During her presentation she talked about Stein, read some of Stein's writing, and read some of her own most Steinian work. She added commentary in between each.
Our next project is to listen to the entire presentation. Imagine ourselves in the audience that evening at the Writers House. Take in the whole and try to understand overall what Stein has meant to Retallack — as a writer, as a thinker, as a poet in an aesthetic lineage.
You can see the "set list" of this reading and find links to the audio by going HERE.

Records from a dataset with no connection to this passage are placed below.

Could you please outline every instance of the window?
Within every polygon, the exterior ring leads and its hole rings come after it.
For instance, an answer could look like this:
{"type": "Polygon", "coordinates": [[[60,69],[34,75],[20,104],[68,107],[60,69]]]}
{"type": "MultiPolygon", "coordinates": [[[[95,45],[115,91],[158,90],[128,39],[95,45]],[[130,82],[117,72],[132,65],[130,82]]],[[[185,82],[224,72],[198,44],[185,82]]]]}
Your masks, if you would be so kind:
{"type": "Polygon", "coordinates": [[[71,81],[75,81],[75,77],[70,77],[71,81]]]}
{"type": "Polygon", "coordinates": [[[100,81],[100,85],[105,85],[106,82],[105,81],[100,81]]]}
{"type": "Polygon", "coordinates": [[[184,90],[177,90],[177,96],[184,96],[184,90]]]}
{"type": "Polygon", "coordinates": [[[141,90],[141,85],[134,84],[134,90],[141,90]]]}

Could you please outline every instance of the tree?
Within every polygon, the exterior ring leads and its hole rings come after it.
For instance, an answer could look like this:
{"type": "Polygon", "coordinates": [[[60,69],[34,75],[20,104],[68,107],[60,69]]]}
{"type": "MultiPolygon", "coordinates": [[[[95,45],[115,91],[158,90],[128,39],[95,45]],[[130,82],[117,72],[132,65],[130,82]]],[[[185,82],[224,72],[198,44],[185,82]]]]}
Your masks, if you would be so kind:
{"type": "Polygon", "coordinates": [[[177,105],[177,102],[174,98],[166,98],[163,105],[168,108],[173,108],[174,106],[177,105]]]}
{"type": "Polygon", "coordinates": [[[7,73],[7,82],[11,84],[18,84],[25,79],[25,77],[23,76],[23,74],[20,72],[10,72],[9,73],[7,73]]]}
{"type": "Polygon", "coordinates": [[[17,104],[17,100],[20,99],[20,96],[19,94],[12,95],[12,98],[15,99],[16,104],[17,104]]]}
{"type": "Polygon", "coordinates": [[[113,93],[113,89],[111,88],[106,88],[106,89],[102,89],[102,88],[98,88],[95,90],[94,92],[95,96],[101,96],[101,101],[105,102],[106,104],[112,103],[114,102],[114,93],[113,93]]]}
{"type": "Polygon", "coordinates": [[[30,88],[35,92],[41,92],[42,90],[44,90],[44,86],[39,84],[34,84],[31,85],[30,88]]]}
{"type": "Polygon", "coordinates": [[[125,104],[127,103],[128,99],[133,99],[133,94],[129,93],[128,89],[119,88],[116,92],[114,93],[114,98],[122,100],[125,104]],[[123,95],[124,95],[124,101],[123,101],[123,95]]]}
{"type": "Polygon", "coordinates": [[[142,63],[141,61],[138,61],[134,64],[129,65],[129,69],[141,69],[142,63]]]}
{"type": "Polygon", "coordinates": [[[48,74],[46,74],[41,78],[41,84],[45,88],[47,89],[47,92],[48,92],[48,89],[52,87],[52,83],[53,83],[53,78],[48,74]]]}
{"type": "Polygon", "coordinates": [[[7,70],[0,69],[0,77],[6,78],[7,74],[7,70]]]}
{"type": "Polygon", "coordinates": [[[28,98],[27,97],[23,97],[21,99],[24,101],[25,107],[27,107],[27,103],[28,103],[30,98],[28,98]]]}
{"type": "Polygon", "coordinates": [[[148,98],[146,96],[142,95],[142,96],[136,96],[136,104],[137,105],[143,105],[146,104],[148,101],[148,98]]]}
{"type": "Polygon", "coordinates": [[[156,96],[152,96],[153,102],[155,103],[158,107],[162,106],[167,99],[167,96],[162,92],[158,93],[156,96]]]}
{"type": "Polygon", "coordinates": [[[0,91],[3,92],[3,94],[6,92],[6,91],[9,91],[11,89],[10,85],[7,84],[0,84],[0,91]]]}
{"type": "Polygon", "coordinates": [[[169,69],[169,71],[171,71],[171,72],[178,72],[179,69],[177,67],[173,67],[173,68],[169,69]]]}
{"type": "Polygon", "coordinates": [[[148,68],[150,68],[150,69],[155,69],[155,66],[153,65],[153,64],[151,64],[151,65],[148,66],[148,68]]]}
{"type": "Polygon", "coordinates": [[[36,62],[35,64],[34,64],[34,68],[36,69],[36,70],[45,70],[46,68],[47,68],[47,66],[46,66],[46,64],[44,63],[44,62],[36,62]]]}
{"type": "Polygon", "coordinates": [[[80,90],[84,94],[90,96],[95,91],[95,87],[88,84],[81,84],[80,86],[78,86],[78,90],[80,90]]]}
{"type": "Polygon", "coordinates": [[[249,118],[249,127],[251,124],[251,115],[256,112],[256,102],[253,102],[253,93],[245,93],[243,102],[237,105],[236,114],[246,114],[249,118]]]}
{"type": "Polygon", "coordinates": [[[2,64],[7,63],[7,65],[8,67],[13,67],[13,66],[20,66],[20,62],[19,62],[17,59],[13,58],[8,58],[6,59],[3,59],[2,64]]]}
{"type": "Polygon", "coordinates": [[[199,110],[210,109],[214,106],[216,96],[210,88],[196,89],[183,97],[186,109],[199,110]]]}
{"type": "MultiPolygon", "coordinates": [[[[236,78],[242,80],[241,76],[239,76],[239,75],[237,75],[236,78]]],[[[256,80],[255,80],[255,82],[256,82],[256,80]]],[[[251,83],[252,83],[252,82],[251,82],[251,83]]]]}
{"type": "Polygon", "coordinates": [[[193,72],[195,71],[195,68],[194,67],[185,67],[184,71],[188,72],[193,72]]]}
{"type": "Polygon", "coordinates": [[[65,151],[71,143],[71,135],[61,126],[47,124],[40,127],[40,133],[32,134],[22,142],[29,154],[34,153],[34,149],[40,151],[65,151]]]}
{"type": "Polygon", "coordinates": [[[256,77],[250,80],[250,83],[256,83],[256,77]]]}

Then post to this thread your impressions. I can't wait to see what you have to say!
—Al
|
|
|
Post by Darcy on Jan 13, 2023 9:59:42 GMT -5
What struck me during her reading was the repetition of words, such as "composition." In her selection of readings, is she saying that all poetry is but a repetition of ideas already presented? Or, perhaps, in order to truly hear/understand a work, we must repeat it - either by reading silently or out loud - over and over again.
|
|
|
Post by stacyantoniadis on Jan 13, 2023 17:48:14 GMT -5
Retallack says she in interested in procedures, such as deciding in advance and whose rules you compose...as this will take the poet somewhere they have not been before or never planned. Her SteinZas in Meditation seems to reflect this; she reads her composition, alternates with a "SteinZa", etc. Now I am trying to figure out where this new "rule" took the poem in the reading. Still workin' on it
Stacy Antoniadis
|
|
|
Post by Paul K on Jan 13, 2023 18:03:30 GMT -5
What struck me during her reading was the repetition of words, such as "composition." In her selection of readings, is she saying that all poetry is but a repetition of ideas already presented? Or, perhaps, in order to truly hear/understand a work, we must repeat it - either by reading silently or out loud - over and over again. Darcy,
Repetition is a major theme--even love or passion--of Stein's. As you noted, in Stein's "Composition as Explanation," the word composition--and really many of Stein's thoughts, are repeated and repeated.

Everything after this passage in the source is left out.